Since the selection of pretreatment fragment is needed in track retention amount and to weigh between anonymous data quality, the present invention exists Different pretreatments fragment is used in preprocessing process to be pre-processed respectively, to form several equivalence class groups.It is testing Part carries out comprehensive analysis to its each index, and a selected suitable pretreatment fragment is tested, kept to anonymous rail Mark Mass lost track inhibits data volume.

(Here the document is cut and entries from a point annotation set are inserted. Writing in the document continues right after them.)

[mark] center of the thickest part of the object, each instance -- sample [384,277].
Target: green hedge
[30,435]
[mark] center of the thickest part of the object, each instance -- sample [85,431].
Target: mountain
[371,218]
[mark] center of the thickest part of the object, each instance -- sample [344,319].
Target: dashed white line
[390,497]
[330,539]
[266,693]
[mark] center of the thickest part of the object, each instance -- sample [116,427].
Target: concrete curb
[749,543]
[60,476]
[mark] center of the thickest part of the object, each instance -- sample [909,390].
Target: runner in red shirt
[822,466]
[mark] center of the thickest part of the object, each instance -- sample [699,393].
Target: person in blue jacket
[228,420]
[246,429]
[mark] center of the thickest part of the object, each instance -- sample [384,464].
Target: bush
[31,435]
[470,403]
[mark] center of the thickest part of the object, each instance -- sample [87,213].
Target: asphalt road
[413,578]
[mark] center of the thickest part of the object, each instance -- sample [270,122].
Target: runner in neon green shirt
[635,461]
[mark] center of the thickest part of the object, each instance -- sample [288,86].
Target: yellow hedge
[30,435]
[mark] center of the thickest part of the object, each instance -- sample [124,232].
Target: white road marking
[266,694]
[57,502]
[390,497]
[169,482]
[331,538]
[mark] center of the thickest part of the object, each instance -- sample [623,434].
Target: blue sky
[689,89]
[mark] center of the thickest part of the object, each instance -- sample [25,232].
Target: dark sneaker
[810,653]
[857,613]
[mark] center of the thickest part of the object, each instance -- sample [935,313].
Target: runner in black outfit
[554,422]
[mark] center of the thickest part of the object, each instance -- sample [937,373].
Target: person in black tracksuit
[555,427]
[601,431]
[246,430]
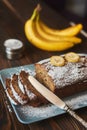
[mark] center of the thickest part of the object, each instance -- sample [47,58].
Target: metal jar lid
[14,48]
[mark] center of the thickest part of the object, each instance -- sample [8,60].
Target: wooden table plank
[12,26]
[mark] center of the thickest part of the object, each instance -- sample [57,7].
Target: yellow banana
[70,31]
[41,43]
[45,35]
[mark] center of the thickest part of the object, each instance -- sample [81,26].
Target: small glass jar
[14,49]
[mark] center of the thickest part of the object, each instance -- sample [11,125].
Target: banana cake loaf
[20,91]
[64,75]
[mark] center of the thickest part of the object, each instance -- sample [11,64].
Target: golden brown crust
[43,77]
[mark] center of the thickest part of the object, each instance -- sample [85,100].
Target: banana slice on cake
[72,57]
[57,60]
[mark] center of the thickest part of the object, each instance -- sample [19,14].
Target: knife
[50,96]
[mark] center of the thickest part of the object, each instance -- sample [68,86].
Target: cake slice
[65,80]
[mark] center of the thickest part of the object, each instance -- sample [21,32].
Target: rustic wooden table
[13,14]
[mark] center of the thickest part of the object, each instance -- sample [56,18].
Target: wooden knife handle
[73,114]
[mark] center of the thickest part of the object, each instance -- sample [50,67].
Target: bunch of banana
[50,39]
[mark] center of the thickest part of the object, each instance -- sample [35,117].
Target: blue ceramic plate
[28,114]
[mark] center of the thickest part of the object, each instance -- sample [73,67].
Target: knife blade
[50,96]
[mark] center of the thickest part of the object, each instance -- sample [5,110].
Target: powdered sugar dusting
[68,74]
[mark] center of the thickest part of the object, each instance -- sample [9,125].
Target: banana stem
[36,12]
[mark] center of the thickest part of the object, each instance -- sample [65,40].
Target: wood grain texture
[13,15]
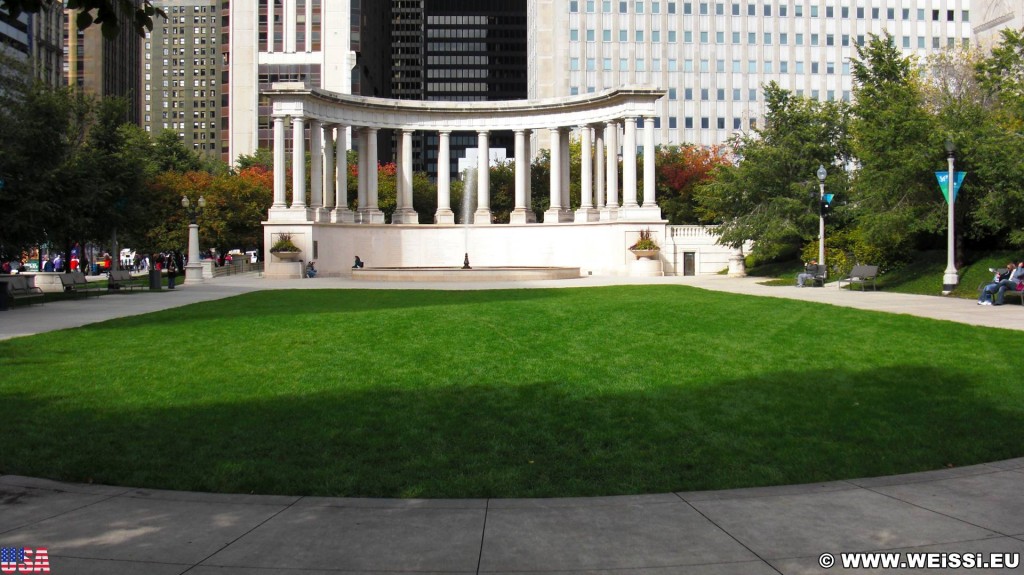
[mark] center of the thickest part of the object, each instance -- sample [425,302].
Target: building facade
[269,41]
[713,57]
[181,74]
[36,39]
[103,67]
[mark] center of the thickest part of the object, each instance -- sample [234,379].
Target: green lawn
[508,393]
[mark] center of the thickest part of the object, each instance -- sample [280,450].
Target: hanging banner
[943,178]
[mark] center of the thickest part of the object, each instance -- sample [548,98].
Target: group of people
[1011,277]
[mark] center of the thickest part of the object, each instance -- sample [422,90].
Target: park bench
[22,288]
[76,282]
[861,274]
[819,271]
[121,278]
[1008,292]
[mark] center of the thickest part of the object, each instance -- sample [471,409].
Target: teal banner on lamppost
[943,178]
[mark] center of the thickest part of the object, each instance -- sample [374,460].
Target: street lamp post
[949,277]
[821,173]
[194,269]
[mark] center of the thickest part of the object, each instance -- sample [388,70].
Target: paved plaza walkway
[975,512]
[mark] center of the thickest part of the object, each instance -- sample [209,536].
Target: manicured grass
[509,393]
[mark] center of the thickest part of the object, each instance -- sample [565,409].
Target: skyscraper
[455,50]
[35,38]
[713,57]
[272,41]
[181,74]
[103,67]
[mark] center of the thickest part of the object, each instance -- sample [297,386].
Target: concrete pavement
[93,529]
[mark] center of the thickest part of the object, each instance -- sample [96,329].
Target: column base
[342,216]
[520,216]
[404,216]
[369,216]
[552,216]
[194,272]
[737,266]
[443,216]
[584,215]
[481,216]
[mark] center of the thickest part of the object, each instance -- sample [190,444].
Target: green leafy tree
[898,145]
[111,15]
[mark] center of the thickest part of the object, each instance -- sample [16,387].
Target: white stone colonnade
[595,236]
[330,117]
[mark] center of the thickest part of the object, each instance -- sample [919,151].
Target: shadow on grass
[537,439]
[316,302]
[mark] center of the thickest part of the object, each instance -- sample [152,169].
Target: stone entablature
[330,107]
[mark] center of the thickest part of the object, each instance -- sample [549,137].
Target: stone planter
[645,253]
[288,256]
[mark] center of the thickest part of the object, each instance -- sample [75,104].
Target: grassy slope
[514,393]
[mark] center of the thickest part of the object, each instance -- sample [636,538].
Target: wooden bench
[119,278]
[819,271]
[22,288]
[1008,292]
[76,282]
[861,275]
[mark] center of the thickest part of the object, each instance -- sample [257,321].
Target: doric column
[518,215]
[599,167]
[315,164]
[340,189]
[444,215]
[361,156]
[530,214]
[555,202]
[399,177]
[611,173]
[298,164]
[404,212]
[565,172]
[648,163]
[482,214]
[586,213]
[329,173]
[280,166]
[373,211]
[630,165]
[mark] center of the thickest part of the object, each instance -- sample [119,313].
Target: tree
[680,169]
[112,15]
[768,193]
[898,145]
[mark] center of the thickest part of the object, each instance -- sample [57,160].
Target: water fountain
[466,272]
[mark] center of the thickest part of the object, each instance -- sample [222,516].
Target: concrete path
[963,516]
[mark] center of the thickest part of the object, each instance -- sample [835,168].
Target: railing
[692,231]
[237,267]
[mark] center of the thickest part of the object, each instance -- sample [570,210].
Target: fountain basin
[477,273]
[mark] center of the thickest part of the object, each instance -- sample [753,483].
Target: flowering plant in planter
[645,244]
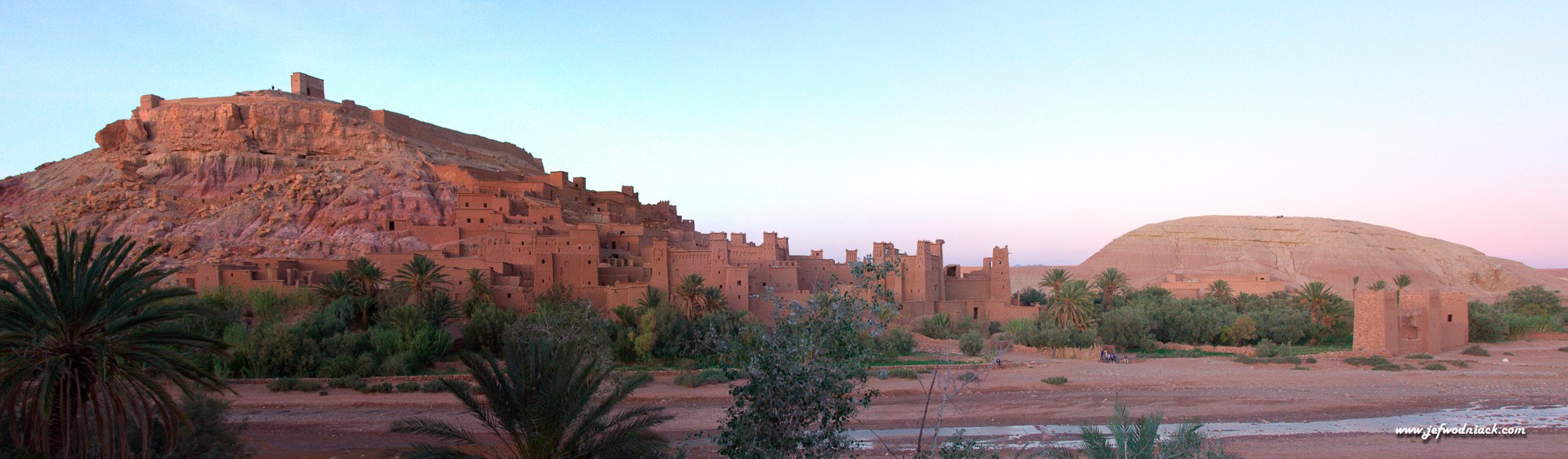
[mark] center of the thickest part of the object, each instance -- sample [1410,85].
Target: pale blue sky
[1051,128]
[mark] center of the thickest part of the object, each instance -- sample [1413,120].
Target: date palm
[1222,290]
[368,274]
[90,346]
[479,290]
[1072,307]
[339,285]
[545,401]
[1054,279]
[1109,283]
[421,279]
[1401,282]
[1318,299]
[691,291]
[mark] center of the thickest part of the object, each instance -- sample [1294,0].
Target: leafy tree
[1401,282]
[368,274]
[1128,437]
[1109,283]
[808,371]
[691,291]
[1319,301]
[1054,280]
[1073,305]
[545,401]
[89,340]
[339,285]
[479,290]
[1222,290]
[421,279]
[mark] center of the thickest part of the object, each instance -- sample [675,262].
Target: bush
[1268,349]
[971,343]
[703,377]
[938,326]
[347,382]
[1487,322]
[1373,360]
[1127,327]
[1476,349]
[289,384]
[385,387]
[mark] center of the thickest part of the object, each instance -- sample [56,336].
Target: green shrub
[1373,360]
[703,377]
[347,382]
[385,387]
[1127,327]
[938,326]
[1268,349]
[971,343]
[1487,322]
[289,384]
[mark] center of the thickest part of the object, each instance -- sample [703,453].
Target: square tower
[308,86]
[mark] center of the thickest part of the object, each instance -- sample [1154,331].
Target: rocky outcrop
[1301,250]
[261,173]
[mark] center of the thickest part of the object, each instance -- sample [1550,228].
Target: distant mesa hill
[1301,250]
[266,173]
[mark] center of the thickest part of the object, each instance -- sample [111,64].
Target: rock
[1301,250]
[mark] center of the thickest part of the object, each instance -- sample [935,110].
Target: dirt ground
[352,424]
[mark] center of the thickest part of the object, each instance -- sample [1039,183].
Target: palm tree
[421,277]
[713,301]
[1141,439]
[1109,283]
[1401,282]
[479,290]
[1072,305]
[89,340]
[339,285]
[545,401]
[691,291]
[1318,299]
[653,299]
[1222,290]
[1054,279]
[368,274]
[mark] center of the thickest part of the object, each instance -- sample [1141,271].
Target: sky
[1047,126]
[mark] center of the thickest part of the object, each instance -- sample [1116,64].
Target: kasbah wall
[532,231]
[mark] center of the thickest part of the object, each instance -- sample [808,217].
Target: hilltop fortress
[532,230]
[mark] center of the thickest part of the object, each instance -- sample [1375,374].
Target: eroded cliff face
[1304,249]
[261,173]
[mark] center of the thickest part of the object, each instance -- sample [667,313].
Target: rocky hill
[1301,250]
[256,173]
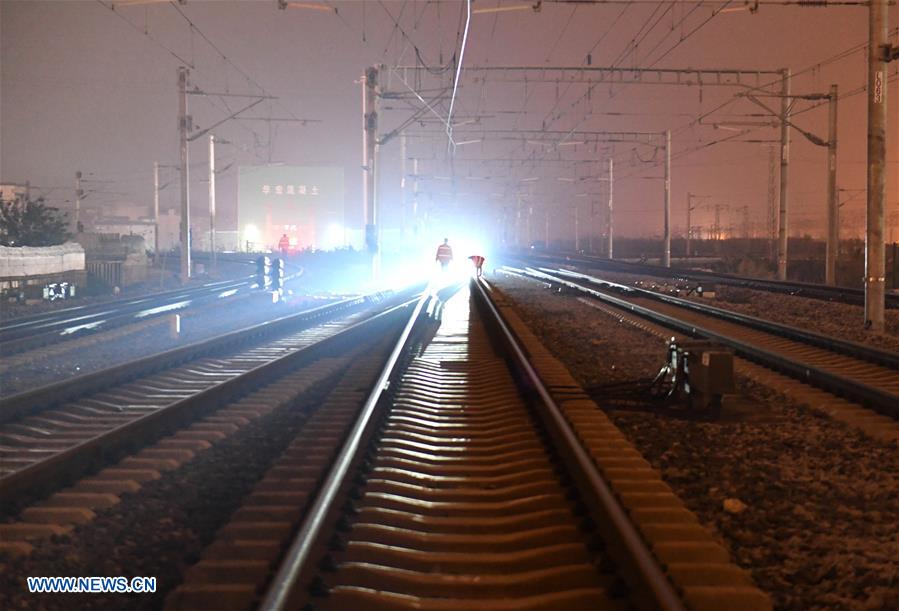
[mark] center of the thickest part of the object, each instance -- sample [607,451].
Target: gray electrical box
[704,372]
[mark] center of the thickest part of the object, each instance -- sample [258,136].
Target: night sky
[88,88]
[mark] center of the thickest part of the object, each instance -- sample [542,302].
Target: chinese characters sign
[304,203]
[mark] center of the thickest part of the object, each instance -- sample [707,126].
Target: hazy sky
[88,88]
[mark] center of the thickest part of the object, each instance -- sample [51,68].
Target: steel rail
[650,575]
[283,588]
[43,398]
[883,402]
[824,292]
[72,462]
[840,346]
[14,328]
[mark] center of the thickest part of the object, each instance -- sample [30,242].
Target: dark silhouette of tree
[27,222]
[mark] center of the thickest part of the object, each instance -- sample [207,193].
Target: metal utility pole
[689,224]
[528,225]
[370,122]
[577,237]
[156,209]
[546,228]
[403,187]
[772,204]
[833,204]
[184,128]
[785,105]
[79,193]
[610,250]
[212,198]
[415,193]
[875,265]
[666,252]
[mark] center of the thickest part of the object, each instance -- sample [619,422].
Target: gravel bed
[808,505]
[79,356]
[834,319]
[162,529]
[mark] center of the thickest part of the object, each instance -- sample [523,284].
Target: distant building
[9,190]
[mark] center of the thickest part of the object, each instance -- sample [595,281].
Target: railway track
[822,292]
[31,332]
[53,434]
[853,371]
[462,480]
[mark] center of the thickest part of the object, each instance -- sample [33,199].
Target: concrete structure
[26,270]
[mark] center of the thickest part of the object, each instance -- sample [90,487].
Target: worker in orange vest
[444,254]
[478,261]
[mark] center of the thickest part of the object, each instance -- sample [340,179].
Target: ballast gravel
[79,356]
[834,319]
[810,506]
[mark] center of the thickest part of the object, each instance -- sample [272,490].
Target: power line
[145,33]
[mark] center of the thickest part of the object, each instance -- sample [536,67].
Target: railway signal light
[277,274]
[263,272]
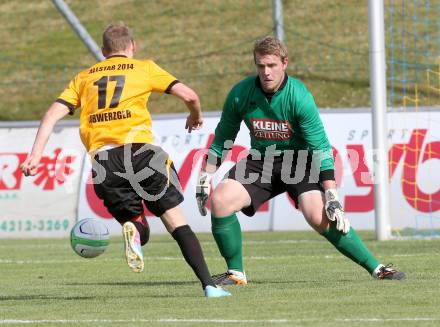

Algorithm 1 is the preprocessing process of initial trace, and input value is initial trace set Ts, and track pre-processes fragment value Pi exports as by corresponding pretreatment fragment treated track equivalence class, the trajectory time that each equivalence class is consistent Stamp.For each track track in data set, the beginning and ending time of first recording track stabs [tb,te], take i to be greater than t to meetbAnd The timestamp that mould Pi is 0 takes j to meet to be less than and terminating timestamp teAnd the timestamp that mould Pi is 0.Track is intercepted as [ti,tj] And it is put into same i, in the track equivalence class of j value.
Final all tracks are placed into corresponding i in equivalence class set entirely, in the equivalence class of j value, track in each equivalence class Have the identical beginning and ending time, note: data set time stamp of the present invention is continuous, i.e., if two track beginning and ending time stamps are consistent, it All timestamps it is consistent.
S2, track in each track equivalence class is clustered according to IMHDT distance metric, if being constituted in each equivalence class Dry track anonymity group, wherein tracking quantity is no less than k in each anonymity group;
The process of cluster needs to measure track in same timestamp equivalence class according to specific similarity function, rail Mark similitude is higher be divided into it is same to which in anonymous group, each anonymity group of components quantity is not less than k.The core of the process be as What determines the similitude of two tracks, the i.e. determination of track metric function.Classical metric function is Euclidean distance, first calculating pair The Euclidean distance of track sampled point on timestamp is answered, arithmetic average then is taken to the upper sampled point of all timestamps, the value That is the Euclidean distance of track.The present invention proposes a kind of new metric form IMHDT, the interpolation point under time-constrain Hausdorff distance (IMHDT) calculating process is as follows:
Wherein, dist (pa,pb) represent sampled point pa, pbThe distance between, interpolation pointMake dist (pa, ⊙) most It is small, generally sampled point paTo broken line pb-1pbVertical line.
Wherein, dist (Tra,Trb) represent track Tra,TrbBetween IMHDT distance, t number of sampling points.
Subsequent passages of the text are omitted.